Avant de débuter la lecture de ce portrait, on t’invite à te brancher sur les sons de Rrrrrose Azerty. Ouvre tes chakras, tes oreilles pourraient bien être surprises.

“Je ne me considère définitivement pas artiste”, lance Rrrrrose au début de notre entretien. Pour lae compositeurice française non-binaire, l’art est une manière de se sentir en vie à un instant T. Mais la musique n’est pas spécialement de l’ordre de l’art. “C’est un état de perception du temps qui permet de travailler un objet, en l’occurrence sonore ou numérique, grâce à de multiples outils. Je dis souvent que la musique, c’est de la sculpture du son dans un espace-temps.”

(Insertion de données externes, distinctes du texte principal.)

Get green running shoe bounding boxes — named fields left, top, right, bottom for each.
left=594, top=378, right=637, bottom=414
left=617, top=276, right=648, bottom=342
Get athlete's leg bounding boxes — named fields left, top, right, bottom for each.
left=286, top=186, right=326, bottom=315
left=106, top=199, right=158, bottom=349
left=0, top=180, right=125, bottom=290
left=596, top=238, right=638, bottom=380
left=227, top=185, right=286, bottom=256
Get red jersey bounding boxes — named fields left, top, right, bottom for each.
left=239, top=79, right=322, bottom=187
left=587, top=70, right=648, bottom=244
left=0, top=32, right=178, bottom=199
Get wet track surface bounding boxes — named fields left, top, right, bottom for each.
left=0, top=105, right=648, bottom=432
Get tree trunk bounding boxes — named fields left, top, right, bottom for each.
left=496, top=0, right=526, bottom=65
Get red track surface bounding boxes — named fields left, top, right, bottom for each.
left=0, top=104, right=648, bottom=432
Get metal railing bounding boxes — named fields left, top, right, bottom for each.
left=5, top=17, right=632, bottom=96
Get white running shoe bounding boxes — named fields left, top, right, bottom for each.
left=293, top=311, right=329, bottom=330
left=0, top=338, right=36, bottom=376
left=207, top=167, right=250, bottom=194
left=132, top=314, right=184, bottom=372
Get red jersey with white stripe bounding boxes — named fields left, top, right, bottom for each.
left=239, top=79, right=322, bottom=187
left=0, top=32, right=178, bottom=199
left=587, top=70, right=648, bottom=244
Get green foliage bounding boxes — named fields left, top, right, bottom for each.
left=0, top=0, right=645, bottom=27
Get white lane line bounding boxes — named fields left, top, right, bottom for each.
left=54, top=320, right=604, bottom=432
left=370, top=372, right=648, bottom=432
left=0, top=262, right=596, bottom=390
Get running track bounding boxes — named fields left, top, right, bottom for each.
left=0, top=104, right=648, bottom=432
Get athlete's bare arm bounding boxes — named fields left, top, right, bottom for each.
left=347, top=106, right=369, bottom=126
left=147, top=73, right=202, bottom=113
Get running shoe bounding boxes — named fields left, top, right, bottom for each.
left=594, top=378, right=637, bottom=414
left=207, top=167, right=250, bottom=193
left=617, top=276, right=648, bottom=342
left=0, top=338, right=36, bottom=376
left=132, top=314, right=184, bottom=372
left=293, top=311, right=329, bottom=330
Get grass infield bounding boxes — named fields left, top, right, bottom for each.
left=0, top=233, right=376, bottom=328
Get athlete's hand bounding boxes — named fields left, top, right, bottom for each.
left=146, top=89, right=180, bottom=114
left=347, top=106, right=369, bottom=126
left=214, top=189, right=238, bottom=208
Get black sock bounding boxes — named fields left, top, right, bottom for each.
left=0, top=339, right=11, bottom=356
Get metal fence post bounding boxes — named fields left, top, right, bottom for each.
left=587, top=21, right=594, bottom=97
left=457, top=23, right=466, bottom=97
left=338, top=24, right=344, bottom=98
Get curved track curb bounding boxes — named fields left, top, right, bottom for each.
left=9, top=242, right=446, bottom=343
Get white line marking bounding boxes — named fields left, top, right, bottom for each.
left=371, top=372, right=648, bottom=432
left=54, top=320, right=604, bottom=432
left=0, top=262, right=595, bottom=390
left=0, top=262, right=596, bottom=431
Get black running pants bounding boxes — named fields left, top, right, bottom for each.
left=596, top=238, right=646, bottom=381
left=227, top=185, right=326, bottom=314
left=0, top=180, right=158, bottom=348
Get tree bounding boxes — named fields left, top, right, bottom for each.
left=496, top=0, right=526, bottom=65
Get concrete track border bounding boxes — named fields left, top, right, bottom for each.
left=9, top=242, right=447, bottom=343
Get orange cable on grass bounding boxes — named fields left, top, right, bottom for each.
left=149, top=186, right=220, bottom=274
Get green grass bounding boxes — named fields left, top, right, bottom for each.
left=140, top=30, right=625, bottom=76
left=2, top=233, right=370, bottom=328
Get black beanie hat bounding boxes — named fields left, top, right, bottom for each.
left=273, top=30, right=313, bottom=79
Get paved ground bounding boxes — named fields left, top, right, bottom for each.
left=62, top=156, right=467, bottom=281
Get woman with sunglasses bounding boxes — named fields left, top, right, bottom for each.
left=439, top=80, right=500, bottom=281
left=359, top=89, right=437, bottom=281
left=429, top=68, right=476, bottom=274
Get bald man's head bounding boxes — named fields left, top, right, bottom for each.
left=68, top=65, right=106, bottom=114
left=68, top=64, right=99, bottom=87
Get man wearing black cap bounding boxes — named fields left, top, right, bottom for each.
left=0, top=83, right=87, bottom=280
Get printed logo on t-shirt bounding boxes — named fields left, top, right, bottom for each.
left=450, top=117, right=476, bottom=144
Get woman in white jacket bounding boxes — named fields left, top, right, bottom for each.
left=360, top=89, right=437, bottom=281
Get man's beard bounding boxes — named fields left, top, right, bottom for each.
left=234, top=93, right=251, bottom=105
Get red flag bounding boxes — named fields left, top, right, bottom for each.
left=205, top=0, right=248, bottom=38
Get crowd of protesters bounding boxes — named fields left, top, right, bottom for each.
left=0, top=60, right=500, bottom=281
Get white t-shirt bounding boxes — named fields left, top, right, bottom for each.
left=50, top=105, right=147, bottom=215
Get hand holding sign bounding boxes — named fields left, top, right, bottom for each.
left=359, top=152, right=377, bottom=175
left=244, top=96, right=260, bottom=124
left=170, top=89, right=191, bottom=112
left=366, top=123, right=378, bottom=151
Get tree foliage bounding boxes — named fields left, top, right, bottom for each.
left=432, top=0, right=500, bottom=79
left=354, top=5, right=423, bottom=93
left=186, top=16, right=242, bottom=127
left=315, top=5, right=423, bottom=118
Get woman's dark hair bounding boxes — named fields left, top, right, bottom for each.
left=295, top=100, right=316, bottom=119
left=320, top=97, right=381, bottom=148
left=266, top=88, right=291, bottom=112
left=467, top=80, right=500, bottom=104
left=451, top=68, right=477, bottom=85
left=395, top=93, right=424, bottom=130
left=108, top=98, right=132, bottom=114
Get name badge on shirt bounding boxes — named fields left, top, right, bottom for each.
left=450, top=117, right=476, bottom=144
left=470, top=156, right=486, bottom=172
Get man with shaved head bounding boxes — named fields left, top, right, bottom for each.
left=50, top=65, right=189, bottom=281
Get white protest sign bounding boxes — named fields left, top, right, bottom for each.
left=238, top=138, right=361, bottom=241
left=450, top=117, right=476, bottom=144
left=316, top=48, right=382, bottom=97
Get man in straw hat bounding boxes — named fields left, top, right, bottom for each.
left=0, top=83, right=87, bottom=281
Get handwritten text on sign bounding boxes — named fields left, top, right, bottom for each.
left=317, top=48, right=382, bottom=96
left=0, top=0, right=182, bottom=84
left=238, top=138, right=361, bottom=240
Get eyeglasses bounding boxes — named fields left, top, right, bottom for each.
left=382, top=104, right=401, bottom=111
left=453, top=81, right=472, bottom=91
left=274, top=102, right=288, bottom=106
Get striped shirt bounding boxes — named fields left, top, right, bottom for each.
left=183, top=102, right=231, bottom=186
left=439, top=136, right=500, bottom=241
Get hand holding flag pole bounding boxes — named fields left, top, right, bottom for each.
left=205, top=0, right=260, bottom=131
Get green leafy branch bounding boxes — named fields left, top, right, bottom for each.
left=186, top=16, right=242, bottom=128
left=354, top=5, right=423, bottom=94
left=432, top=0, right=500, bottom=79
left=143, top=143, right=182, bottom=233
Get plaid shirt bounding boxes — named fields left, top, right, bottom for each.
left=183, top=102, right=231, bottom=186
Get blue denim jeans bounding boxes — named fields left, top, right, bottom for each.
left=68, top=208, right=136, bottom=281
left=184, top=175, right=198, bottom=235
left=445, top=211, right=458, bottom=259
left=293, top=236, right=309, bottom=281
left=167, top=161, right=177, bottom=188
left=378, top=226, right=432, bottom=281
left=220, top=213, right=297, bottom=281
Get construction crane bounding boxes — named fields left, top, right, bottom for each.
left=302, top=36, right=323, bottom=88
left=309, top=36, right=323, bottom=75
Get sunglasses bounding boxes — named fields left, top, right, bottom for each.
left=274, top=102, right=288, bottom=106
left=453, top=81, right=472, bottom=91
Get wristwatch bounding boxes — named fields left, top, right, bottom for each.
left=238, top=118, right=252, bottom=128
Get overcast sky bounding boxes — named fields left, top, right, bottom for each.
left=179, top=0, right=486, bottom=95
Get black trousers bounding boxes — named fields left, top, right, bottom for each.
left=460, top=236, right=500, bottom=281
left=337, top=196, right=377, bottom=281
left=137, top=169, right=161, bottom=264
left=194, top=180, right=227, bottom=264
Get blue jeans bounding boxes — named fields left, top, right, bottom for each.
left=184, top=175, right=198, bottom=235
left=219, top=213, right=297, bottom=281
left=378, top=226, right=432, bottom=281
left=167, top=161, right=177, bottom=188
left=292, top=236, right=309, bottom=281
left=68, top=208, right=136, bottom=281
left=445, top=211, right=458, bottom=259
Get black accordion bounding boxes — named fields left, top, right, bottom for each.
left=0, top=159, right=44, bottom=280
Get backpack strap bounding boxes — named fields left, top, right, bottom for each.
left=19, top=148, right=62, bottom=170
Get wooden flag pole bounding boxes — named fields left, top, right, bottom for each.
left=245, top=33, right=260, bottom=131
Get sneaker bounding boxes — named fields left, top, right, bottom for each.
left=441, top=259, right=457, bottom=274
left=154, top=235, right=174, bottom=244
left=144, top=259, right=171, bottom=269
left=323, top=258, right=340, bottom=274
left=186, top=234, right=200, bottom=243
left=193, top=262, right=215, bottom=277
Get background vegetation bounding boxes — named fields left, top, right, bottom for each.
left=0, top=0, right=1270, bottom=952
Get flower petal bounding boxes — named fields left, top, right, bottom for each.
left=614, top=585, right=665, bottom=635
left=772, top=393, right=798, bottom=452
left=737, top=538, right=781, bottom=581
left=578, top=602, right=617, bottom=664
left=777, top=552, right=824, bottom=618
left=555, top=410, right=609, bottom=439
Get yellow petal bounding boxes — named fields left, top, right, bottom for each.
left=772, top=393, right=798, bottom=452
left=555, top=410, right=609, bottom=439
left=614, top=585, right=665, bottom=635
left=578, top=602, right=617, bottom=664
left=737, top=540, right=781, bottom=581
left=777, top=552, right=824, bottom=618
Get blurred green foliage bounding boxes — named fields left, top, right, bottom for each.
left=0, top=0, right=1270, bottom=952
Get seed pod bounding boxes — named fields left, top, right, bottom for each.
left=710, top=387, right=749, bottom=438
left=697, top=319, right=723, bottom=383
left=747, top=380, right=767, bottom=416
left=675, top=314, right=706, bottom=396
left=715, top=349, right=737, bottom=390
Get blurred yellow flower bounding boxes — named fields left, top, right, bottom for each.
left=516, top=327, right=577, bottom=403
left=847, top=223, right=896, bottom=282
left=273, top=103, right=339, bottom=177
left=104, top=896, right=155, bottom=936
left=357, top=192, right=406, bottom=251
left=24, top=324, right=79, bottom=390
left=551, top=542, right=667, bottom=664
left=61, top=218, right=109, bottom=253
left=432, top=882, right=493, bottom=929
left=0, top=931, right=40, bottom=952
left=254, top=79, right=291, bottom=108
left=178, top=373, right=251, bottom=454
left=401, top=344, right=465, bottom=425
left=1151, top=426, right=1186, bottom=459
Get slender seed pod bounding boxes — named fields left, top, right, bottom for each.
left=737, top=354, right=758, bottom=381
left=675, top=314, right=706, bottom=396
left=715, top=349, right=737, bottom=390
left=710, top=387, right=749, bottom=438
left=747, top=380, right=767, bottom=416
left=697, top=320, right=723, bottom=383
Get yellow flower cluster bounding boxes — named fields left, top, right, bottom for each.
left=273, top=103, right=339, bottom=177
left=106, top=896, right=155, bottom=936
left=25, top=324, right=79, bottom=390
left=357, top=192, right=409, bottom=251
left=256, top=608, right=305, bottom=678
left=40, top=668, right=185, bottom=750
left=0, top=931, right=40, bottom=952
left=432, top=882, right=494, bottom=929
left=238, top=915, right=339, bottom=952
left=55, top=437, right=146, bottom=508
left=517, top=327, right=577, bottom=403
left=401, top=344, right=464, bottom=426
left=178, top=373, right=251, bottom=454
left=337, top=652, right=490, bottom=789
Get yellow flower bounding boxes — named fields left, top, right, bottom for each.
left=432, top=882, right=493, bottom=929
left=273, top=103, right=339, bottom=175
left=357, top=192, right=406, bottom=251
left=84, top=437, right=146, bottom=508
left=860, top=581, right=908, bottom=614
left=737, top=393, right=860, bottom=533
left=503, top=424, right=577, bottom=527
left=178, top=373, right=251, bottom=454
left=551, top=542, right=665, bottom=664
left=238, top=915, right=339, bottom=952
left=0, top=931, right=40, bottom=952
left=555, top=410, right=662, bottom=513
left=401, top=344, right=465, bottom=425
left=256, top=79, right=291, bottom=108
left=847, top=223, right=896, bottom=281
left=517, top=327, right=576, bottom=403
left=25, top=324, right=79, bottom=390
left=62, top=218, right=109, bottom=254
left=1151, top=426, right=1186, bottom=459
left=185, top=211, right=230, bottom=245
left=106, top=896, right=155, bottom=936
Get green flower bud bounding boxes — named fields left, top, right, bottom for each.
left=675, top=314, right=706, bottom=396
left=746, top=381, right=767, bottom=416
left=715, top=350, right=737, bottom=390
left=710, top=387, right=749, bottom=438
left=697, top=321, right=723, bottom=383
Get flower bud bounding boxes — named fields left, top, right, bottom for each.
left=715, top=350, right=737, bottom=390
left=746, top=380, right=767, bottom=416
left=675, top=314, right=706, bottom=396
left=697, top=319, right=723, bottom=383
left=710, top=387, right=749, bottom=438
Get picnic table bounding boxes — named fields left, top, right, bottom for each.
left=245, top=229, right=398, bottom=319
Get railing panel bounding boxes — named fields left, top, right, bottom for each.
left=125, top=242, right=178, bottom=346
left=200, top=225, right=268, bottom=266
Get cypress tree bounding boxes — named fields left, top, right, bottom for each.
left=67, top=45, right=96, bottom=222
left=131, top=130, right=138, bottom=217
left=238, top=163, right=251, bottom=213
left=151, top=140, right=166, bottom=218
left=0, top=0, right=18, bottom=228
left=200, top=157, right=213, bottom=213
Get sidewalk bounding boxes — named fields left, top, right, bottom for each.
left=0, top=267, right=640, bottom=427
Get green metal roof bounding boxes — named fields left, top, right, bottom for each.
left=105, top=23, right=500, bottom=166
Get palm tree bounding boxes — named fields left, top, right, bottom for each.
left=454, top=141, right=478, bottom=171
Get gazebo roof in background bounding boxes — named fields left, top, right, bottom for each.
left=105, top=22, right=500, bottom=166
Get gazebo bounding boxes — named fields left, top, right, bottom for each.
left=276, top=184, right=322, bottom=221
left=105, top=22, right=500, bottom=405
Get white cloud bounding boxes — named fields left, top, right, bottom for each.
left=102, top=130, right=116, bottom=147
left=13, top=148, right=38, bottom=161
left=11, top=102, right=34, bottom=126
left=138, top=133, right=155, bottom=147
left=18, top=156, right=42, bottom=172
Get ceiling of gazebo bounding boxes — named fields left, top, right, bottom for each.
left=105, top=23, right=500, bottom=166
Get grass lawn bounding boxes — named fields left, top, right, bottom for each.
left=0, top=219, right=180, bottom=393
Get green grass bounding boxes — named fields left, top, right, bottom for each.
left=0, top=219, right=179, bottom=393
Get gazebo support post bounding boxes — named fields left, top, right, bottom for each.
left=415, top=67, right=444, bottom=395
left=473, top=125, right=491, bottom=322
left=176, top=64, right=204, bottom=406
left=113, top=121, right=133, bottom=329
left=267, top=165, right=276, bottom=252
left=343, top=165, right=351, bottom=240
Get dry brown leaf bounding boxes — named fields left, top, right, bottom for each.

Rrrrrose défend que la chose artistique, qu’il s’agisse de tableaux ou de musique, est souvent fabriquée pour servir une esthétique et une utilité à un moment précis. Et l’art n’est pas art tant qu’il ne nous fait rien vivre. “Personnellement, je sais que des tableaux du Moyen Âge ou de la Renaissance ne provoquent rien en moi. Alors qu’un vieux tag sur un mur, une merde de pigeon sur un beau carrelage, ou un simple ensemble de couleurs peuvent parfois me sidérer.” Un émerveillement instantané qui lui fait donc perdre la notion du temps et coupe court au flux productiviste incessant.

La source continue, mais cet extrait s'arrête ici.